Date: Feb 21 2024
Slides: https://15721.courses.cs.cmu.edu/spring2024/slides/08-scheduling.pdf
Reading
- An Experimental Comparison of Thirteen Relational Equi-Joins in Main Memory (S. Schuh, et al., SIGMOD 2016)
- A Seven-Dimensional Analysis of Hashing Methods and its Implications on Query Processing (S. Richter, et al., VLDB 2015) (Optional)
- Design and Evaluation of Main Memory Hash Join Algorithms for Multi-core CPUs (S. Blanas, et al., SIGMOD 2011) (Optional)
- Main-Memory Hash Joins on Multi-Core CPUs: Tuning to the Underlying Hardware (C. Balkesen, et al., ICDE 2013) (Optional)
- To Partition, or Not to Partition, That is the Join Question in a Real System (M. Bandle, et al., SIGMOD 2021) (Optional)
Raw Lecture Notes
- brief follow-up on Work Stealing and Dynamic Scaling from last class
- (Snowflake allows resource borrowing, they like have a cluster that can be used by multiple different tenants for excess capacity)
- Join is the most important operator!
- Parallel Hash Join / Hash Functions / Hashing Schemes
- How can we do a 2-way join in parallel?

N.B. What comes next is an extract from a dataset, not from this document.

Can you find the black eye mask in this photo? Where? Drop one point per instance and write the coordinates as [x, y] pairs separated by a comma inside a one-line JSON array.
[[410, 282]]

- 3+-way (multi way join) will be next class
- 3 types of joins:
- Hash Join (faster much more often)
- Sort Merge Join (slower, but perfect if data is already sorted)
- Nested-Loop Join (basically irrelevant except for tables with very few number of rows)
- (Fun fact: SingleStoreDB implements all 3 for different cases. Sort Merge is great for SingleStore’s columnstore because data is sorted by the sort keys.)
- Over the years, there were lots of discussions on whether Hash Join or Sort Merge Join was faster. Nowadays the consensus is Hash Join is faster.
- Another historical discussion is whether Hash Join should have a pre-partition step or not. The consensus has shifted back and forth on this over the years in academia.
- Goals:
- 1 minimize synchronization (less latches)
- 2 minimize memory access cost (increase data locality and utilization of CPU caches)
- Hash Join R <> S Phases
- Phase 1 (Optional) Partition
- Phase 2 Build the HT
- Phase 3 Probe the HT, i.e., for each tuple in S, check HT, combine tuples accordingly
- Partition step for Hash Joins
- goal: distribute work/data across cores
- the cost of this step should be lower than the cost of cache misses during the Build Phase. Otherwise, it’s useless and negative to performance.
- 2 general types of algorithms for partitioning
- blocking (radix)
- for Radix, we first build a histogram of keys and all threads receive this. We also take the prefix sum so each thread knows where it’s safe to write.
- each thread should have a local buffer and then batch writes to the global shared buffer
- the threads should ideally write data to the global shared buffer without writing to CPU cache first
- non-blocking (build can start in the meantime)
- shared partitions (latches)
- private partitions (gotta join the data at the end)
- Build Phase
- Build R → store everything in a hash table
- hash table:
- hash function (32 bit or 64 bit int output)
- hashing scheme (how we deal with inevitable collisions)
- chained hashing
- linear probe hashing
- robin hood hashing
- hopskotch hashing (too fancy)
- cuckoo hashing (too fancy)
- We should build a HT with 2x the number of elements in R.
- Robin Hood hashing makes building the HT slower but it leads to a much more even distribution which is good for retrieval (i.e., the Probe phase)
- Hopskotch haching and cuckoo hashing are too fancy for their own good. Simpler is better! But hopskotch is basically a fancier version of robin hood hashing.
- Hash Table Contents
- (I didn’t pay too much attention to this part…)
- But basically there’s a decision to be made on whether to store the entire tuple in the HT or just a pointer to it for some other data structure.